Tabletop Game Review – Jurassic Parts
Jurassic Parts by 25th Century Games
Players: 2 to 5
Playtime: 30 to 40 minutes
Perfect for: Players of all ages who enjoy strategic set collection and area control games (and dinosaurs of course, but who doesn’t love dinosaurs??).
Jurassic Parts is a game of fossil excavation! Each player assumes the role of a paleontologist seeking fame and glory by finding and collecting dinosaur bones within a massive site. But they aren’t alone—other diggers are working hard in parallel, so players must be cunning in order to procure the bones they seek before others snag them.
To begin Jurassic Parts, two to five players collect their player mat and 12 chisels. Next, players will construct the Slab: an arrangement of about 57 randomly connected hexagonal tiles, some face up and others hidden. These tiles contain bones from various dinosaurs. When particular sets get collected, they form complete skeletons, netting the player points.
On a turn, players move three dull chisels to the sharpened side of their player mat. Diggers then spend chisels to break apart the Slab, placing at least one of these resources on the board on an unoccupied edge between two tiles. Eventually, a complete line of chisels from edge to edge will be formed. This causes a section of the Slab to break off. Players who contributed to the break acquire a number of tiles proportional to the number of their chisels used. Play continues until all tiles have been claimed. The paleontologist with the most points—determined by tile sets—is the winner.

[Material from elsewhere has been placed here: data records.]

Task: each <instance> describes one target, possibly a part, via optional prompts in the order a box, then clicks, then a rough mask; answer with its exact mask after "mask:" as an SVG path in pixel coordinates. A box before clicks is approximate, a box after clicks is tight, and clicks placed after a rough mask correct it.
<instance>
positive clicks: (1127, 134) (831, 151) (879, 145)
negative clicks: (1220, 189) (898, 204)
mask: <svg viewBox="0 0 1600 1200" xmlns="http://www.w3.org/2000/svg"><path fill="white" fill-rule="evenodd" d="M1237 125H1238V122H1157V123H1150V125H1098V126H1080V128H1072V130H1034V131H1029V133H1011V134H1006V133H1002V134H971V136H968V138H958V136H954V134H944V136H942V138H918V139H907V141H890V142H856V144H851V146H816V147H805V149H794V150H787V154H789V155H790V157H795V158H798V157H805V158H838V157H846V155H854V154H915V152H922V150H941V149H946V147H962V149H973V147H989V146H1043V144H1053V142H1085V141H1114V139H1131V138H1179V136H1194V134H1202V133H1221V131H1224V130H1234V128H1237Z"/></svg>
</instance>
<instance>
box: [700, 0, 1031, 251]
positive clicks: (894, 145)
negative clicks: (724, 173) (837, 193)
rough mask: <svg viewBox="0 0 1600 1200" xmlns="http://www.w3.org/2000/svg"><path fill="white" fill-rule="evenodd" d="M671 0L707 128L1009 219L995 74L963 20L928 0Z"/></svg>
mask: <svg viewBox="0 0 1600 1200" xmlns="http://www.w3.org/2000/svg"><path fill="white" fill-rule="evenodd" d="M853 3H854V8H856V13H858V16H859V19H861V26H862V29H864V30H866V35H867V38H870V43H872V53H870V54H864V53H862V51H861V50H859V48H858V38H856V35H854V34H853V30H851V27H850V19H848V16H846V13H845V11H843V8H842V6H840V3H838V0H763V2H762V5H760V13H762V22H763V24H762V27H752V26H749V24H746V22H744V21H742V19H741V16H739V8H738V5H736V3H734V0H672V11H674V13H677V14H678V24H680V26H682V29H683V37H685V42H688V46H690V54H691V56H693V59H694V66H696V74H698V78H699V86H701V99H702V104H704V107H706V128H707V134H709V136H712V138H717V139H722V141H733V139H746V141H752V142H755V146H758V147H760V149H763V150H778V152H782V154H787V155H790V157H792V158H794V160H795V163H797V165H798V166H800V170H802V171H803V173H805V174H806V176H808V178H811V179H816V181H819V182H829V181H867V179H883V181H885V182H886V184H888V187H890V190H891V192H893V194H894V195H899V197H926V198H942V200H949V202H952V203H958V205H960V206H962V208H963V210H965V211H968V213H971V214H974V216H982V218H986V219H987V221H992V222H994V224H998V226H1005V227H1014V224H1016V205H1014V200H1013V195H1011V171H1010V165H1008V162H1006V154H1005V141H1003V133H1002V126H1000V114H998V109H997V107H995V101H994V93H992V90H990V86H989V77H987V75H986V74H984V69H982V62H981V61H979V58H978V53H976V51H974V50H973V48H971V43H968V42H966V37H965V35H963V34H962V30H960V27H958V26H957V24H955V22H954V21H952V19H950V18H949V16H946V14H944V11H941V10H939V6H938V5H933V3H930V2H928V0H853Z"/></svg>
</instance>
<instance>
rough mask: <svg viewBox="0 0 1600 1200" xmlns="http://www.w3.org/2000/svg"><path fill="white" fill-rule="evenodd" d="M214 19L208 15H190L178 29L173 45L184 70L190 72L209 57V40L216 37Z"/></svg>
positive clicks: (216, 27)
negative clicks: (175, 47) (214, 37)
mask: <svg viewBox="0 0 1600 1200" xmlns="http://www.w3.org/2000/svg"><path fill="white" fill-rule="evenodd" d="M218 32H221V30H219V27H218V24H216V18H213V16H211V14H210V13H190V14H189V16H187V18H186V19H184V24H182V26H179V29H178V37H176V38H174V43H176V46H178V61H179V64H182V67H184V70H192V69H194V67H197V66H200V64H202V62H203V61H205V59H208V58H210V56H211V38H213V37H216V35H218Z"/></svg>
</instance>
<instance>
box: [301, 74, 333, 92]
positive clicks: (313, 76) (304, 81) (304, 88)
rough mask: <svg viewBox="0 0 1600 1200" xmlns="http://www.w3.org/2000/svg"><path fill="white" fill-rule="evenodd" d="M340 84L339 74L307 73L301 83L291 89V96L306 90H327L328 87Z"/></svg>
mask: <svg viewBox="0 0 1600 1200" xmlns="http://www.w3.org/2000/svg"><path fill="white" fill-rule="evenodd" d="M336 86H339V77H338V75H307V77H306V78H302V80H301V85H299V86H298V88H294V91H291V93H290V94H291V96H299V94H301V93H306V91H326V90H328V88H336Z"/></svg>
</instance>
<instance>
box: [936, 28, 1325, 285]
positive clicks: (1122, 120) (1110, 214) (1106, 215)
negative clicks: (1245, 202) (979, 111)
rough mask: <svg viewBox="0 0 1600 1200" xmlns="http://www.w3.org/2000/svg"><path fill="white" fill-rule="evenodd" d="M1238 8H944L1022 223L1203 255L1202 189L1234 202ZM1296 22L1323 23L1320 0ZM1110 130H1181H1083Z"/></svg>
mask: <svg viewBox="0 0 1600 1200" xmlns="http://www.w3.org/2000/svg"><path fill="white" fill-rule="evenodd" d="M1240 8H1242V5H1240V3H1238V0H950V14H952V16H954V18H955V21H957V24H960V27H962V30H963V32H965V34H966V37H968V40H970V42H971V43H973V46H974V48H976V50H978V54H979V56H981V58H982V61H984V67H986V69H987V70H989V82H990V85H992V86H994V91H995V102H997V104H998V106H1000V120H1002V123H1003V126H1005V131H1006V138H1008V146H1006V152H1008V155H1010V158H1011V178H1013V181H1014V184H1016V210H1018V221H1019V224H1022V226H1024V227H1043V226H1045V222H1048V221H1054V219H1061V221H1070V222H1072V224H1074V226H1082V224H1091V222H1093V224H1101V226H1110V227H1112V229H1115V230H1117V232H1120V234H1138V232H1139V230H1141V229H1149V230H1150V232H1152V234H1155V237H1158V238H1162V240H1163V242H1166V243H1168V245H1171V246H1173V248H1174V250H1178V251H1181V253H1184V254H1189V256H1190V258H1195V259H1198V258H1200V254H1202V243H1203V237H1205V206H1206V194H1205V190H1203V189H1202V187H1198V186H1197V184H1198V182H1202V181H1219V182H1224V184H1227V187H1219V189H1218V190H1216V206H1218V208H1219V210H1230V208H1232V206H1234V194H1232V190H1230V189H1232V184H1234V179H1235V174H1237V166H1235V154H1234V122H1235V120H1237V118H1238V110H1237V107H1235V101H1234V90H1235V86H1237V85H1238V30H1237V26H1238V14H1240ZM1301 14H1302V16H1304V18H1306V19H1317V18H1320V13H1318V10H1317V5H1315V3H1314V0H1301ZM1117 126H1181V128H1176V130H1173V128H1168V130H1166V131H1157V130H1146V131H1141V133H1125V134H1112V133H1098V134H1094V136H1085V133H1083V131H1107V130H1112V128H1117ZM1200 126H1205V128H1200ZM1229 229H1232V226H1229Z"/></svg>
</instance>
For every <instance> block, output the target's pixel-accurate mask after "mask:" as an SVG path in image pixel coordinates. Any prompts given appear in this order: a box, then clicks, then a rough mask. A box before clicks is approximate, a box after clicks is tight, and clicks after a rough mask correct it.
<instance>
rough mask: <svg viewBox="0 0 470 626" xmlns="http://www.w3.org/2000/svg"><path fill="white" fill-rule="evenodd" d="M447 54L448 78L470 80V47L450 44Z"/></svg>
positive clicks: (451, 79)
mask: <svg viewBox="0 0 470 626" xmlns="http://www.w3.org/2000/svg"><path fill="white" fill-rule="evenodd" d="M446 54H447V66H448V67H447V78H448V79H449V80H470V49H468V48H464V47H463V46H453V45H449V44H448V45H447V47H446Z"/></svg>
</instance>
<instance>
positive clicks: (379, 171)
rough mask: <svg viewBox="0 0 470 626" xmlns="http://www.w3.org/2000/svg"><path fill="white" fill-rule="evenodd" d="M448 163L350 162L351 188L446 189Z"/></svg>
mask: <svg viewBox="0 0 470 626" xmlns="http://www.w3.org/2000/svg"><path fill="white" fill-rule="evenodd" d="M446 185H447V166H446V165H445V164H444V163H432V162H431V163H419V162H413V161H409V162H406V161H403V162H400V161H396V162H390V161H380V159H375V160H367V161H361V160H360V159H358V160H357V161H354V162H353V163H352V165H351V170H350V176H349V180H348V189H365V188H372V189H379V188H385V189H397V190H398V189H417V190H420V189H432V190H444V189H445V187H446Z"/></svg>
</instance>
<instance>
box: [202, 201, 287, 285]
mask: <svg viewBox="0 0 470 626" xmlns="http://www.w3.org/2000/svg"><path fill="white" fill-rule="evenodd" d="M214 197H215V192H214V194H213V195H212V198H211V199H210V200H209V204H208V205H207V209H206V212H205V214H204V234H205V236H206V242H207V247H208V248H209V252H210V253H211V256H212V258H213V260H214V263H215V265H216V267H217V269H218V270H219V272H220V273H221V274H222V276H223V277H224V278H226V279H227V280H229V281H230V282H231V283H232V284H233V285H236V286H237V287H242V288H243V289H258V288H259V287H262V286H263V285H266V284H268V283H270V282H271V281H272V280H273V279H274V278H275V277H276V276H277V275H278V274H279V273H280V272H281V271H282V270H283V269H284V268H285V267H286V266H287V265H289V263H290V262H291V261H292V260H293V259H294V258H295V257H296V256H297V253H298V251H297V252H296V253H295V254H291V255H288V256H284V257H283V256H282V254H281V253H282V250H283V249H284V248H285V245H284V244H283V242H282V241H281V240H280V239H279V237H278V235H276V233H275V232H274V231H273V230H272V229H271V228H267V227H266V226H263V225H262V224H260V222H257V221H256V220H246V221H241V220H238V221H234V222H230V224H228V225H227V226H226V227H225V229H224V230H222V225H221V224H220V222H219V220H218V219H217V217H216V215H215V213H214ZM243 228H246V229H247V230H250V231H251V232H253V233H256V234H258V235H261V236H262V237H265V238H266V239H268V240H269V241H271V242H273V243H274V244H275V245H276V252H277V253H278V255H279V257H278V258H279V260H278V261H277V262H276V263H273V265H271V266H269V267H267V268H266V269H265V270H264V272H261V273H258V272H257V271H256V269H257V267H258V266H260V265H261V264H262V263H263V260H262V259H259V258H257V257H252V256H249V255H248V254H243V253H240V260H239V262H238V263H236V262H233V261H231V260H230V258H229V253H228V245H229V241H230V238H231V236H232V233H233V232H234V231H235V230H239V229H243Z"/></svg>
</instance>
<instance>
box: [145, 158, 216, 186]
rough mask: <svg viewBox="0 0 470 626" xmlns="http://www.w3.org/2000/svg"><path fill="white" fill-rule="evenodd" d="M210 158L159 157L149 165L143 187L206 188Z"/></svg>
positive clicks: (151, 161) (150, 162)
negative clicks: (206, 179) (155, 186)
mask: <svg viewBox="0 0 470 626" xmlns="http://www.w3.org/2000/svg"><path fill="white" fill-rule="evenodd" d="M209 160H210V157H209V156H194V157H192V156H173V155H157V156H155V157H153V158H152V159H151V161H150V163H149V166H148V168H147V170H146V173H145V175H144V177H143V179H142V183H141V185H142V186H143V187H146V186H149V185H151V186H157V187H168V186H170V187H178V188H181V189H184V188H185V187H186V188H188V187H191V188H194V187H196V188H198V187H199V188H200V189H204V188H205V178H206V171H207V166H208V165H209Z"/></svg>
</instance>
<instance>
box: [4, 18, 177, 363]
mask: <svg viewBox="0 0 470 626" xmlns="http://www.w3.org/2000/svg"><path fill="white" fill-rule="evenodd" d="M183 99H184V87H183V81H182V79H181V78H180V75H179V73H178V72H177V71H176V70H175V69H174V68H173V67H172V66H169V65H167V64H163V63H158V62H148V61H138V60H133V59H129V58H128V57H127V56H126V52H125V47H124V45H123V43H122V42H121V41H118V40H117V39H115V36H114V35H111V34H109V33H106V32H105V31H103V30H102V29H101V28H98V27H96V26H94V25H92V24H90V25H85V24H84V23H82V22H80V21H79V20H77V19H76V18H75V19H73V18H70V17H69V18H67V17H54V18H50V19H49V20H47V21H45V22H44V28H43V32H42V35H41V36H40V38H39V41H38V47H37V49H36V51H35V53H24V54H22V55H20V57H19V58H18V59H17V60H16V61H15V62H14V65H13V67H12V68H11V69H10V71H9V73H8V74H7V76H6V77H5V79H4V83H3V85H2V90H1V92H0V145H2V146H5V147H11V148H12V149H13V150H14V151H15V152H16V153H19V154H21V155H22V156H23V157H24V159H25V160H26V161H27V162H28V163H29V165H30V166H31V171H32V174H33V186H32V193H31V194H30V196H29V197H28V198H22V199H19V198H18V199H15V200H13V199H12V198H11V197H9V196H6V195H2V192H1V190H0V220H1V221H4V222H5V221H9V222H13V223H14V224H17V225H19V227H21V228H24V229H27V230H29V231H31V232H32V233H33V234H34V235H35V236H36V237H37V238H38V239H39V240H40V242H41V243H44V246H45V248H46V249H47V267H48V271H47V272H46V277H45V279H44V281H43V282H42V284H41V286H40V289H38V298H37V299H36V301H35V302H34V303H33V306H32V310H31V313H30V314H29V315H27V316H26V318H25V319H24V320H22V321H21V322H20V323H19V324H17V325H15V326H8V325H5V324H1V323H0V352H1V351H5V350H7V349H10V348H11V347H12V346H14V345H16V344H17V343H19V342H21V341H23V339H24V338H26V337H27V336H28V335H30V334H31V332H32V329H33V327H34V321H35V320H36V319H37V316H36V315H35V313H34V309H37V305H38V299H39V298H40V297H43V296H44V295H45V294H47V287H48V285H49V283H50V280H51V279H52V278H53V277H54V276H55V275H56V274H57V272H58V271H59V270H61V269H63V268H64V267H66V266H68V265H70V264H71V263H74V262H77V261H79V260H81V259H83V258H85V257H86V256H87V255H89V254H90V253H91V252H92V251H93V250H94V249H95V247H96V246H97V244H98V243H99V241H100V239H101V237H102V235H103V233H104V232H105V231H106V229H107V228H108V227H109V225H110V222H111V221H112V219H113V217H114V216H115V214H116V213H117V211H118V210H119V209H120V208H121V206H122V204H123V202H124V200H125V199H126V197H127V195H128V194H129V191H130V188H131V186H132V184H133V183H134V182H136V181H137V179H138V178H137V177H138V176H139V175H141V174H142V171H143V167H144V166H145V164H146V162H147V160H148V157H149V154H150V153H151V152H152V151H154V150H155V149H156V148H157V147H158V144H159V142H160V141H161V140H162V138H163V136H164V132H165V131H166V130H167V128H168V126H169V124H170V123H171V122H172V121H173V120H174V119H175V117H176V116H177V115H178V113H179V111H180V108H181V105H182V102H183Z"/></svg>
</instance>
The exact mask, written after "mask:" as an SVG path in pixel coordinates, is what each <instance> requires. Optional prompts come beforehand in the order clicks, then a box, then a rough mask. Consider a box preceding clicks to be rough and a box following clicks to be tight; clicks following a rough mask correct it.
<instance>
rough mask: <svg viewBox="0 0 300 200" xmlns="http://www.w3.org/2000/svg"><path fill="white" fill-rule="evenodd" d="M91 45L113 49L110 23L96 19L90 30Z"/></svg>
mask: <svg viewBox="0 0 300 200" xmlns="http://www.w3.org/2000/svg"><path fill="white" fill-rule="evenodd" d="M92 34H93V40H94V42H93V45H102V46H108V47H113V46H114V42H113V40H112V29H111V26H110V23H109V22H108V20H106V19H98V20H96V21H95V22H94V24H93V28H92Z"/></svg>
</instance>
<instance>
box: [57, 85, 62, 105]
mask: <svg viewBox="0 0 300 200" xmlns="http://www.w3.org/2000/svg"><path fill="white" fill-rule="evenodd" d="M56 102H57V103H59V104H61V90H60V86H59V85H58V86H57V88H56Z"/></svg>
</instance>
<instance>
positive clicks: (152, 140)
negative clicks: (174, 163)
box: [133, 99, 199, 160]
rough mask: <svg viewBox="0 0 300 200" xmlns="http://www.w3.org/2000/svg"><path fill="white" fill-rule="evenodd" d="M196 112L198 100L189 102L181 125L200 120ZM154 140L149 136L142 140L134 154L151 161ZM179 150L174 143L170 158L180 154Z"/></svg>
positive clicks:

What works in Jurassic Parts is the highly engaging strategic elements combined with a great theme. Players must be very clever in their execution as they evade attempts from the competition to swoop in and thwart well laid plans. Adding to the fun is a myriad of variables that can change the dynamic of a turn. For example, the resource of amber is used to gain powerups. These includes sharpening additional chisels on a turn or ignoring the amount of chisels needed for placement on the Slab. There are even optional resource cards that can be used in the game to add more variety to the proceedings. All in all, players must be acutely aware of what their opponents are up to and plan accordingly which keeps Jurassic Parts exciting from beginning to end.
RELATED: Tabletop Game Review – Shōbu
Players who do not enjoy direct competition, especially the element of player versus player sabotage, may not enjoy Jurassic Parts as much as others. The game is at its best when diggers attempt to outwit and outplay each other, essentially claiming and/or stealing tiles out from others. This could cause frustration for some people. However, if everyone understands and accepts this premise going in, everything should be amicable.
Jurassic Parts is an excellent set collection game. The chisel mechanic is really amusing and works great with the dinosaur premise. And because of the resource cards and amber powerups, Jurassic Parts has a lot of replay value. Highly recommended, especially for dino enthusiast gamers.